Während Leyland mit Burke durch Triest ging, kam es ihm vor, als würde er seine beiden Leben, die bisher in ihm getrennt verlaufen waren, zu einem einzigen verschmelzen. Und auch Burke erlebte es als etwas Großes. »Bisher kannte ich das alles nur aus deinen Berichten und aus Francesca Marcheses Buch, und nun bin ich mit dir zusammen hier und sehe es mit eigenen Augen!« rief er aus. Sie waren vom Flughafen aus zu Leylands Wohnung gefahren, und Burke war begeistert, als ihm Leyland sein Zimmer zeigte, von dem aus er auf den Kanal hinunterblicken konnte. »Und jetzt will ich die Mole sehen, deine Mole«, sagte er, und dabei sah er zehn Jahre jünger aus. Sie setzten sich auf den Rand der Molo Audace und ließen die Beine baumeln. Burke nahm die Sonnenbrille ab und kniff die Augen zusammen. »Dieses Licht«, sagte er. Drüben legte ein Schiff ab und schob eine Welle an, die auf sie zukam. »Achtung!« sagte Burke. »Im Gegenteil«, sagte Leyland und hielt die Beine in die Flut. Verblüfft brach Burke in Lachen aus und stieß nun seinerseits die Beine, die er angezogen hatte, ins Wasser. Es war ein Fest, dass Burke hier war, sie erlebten es beide als ein Fest, und dazu gehörte, dass sie die nächste Fähre nahmen und nach Muggia fuhren, die tropfenden Hosenbeine und Schuhe auf die Reling gestützt. »Ich wünschte, ich müsste hier nie mehr weg«, sagte Burke.
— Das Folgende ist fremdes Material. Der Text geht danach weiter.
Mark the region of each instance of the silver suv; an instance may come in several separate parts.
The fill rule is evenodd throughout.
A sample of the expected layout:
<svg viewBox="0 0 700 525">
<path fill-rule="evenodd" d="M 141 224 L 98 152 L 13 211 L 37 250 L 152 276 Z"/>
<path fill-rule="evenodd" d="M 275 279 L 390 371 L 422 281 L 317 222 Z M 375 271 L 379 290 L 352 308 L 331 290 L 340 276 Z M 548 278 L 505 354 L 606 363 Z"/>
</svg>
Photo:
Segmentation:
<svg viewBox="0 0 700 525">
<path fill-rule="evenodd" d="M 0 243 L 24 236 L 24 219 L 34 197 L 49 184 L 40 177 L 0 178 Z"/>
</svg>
Sophia fiel Burke um den Hals, als sie sich abends in ihrer Wohnung trafen. Das hatte sie in London nie getan. »Wir drei — ein bisschen ist es wie in Hampstead«, sagte sie, »und doch auch ganz anders.« Langsam begann sie, von der Arbeit am Dokumentarfilm zu erzählen. Das Interessante und das Oberflächliche. Das Effekthascherische. Probleme der Scham, wenn man die Kamera auf die Kranken richtete. Wie wichtig es andererseits war, diese Dinge zu zeigen. Die politischen Gespräche, die es im Team gab. »Sie wollen es ausweiten, mehrere Filme in mehreren Städten — immer mit demselben Thema: was aus den Menschen durch die Kliniken wird. Die Faust in der Tasche, aber auch der Versuch zu zeigen, dass vieles nicht anders geht.« Leyland hatte Sophias Anruf von neulich richtig gedeutet: Sie war unsicher, wollte einen Rat. Dabeibleiben oder abspringen? Burke stellte viele Nachfragen und ließ sich ganz auf die Sache ein. Leyland dachte an die Misteln, die Sophia an Weihnachten bei ihm aufgehängt hatte, und an die Befangenheit, die Burke in der Gegenwart von Paolo Michelis gezeigt hatte. »Ich finde die ganze Sache wichtig«, sagte Burke schließlich, »aber am Ende kommt es darauf an, wie du mit diesem Milieu zurechtkommst und wie du dich siehst.« »Würdest du damit zurechtkommen?« Burke zögerte und schüttelte dann den Kopf. »Aber ich bin nie mit irgend etwas so richtig zurechtgekommen.« »Wie finde ich es heraus?« »Noch eine Weile weitermachen und dabei wachsam sein.« Sophia sah Leyland an. Er nickte.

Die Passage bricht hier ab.